Process time is slower than the implementation of pytorch

I have conducted a test comparing the batch size of 1 with the code I implemented using the PyTorch API. The code is provided below:

import torch
import time
from knn_cuda import KNN
def get_millisecond():
    t = time.time()
    return int(round(t * 1000))
def find_two_closest_points(A, B):
    distances = torch.cdist(A, B, p=2)
    closest_distances, closest_indices = torch.topk(distances, 2, dim=-1, largest=False)
    return closest_distances
knn = KNN(k=2, transpose_mode=True)

tensor_A_knn_cuda = torch.randn((1, 1000, 128)).cuda()
tensor_B_knn_cuda = torch.randn((1, 1000, 128)).cuda()
tensor_A = torch.randn((1000, 128)).cuda()
tensor_B = torch.randn((1000, 128)).cuda()

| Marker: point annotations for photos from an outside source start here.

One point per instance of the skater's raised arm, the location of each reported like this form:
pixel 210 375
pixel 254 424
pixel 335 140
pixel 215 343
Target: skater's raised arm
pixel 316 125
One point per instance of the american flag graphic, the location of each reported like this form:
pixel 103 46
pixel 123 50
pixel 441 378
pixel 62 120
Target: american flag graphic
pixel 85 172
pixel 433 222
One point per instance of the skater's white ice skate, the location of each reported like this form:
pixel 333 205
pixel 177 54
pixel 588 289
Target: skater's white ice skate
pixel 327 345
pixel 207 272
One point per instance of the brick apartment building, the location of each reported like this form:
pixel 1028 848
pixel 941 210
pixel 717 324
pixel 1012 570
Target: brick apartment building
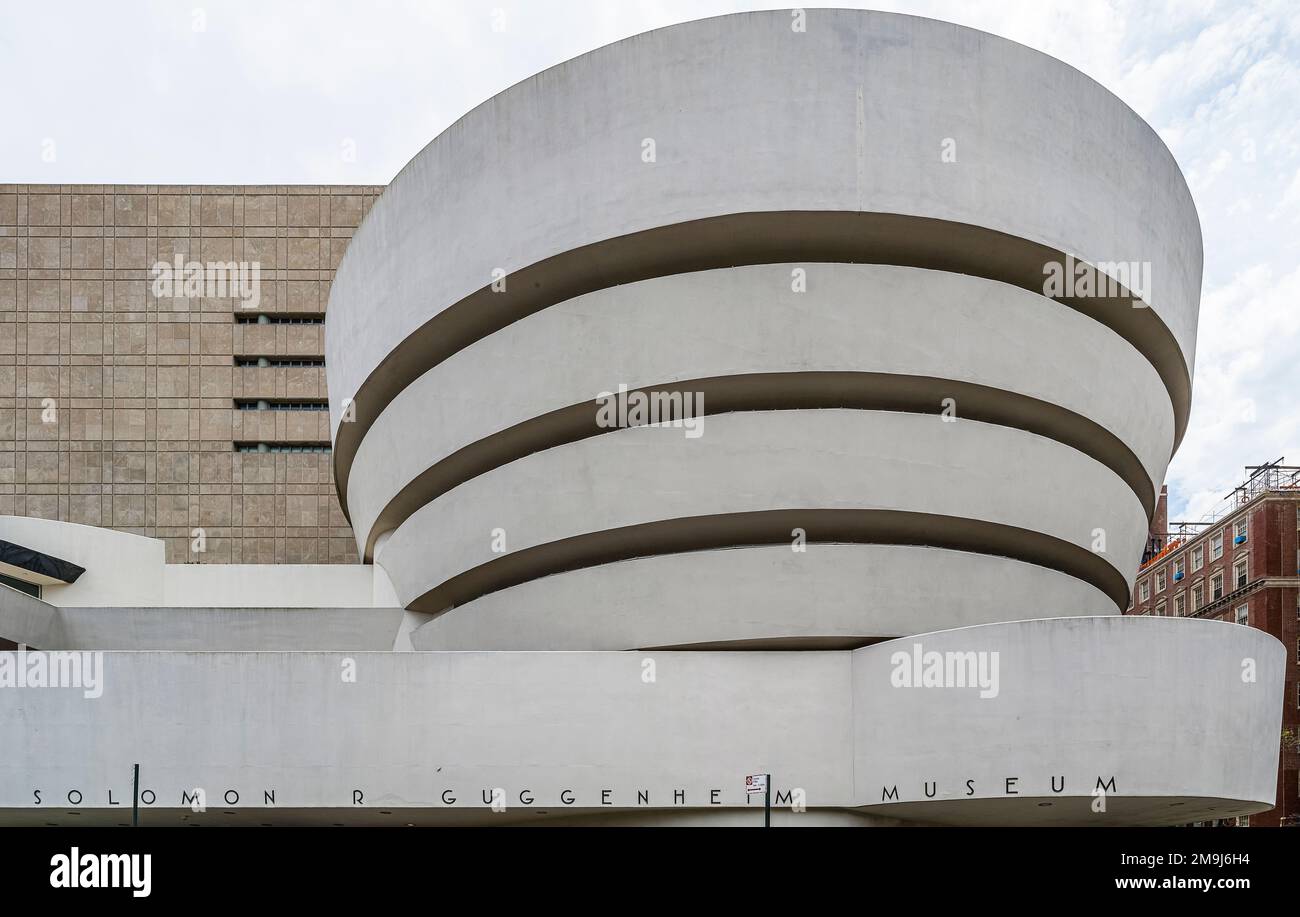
pixel 1242 566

start_time = get_millisecond()
torch.cuda.synchronize()
for _ in range(10000):
    distance = knn(tensor_A_knn_cuda, tensor_B_knn_cuda)
torch.cuda.synchronize()
end_time = get_millisecond()
print("knn_cuda process time: {}".format(end_time-start_time))

start_time = get_millisecond()
torch.cuda.synchronize()
for _ in range(10000):
    distance = find_two_closest_points(tensor_A, tensor_B)
torch.cuda.synchronize()
end_time = get_millisecond()
print("pytorch process time: {}".format(end_time-start_time))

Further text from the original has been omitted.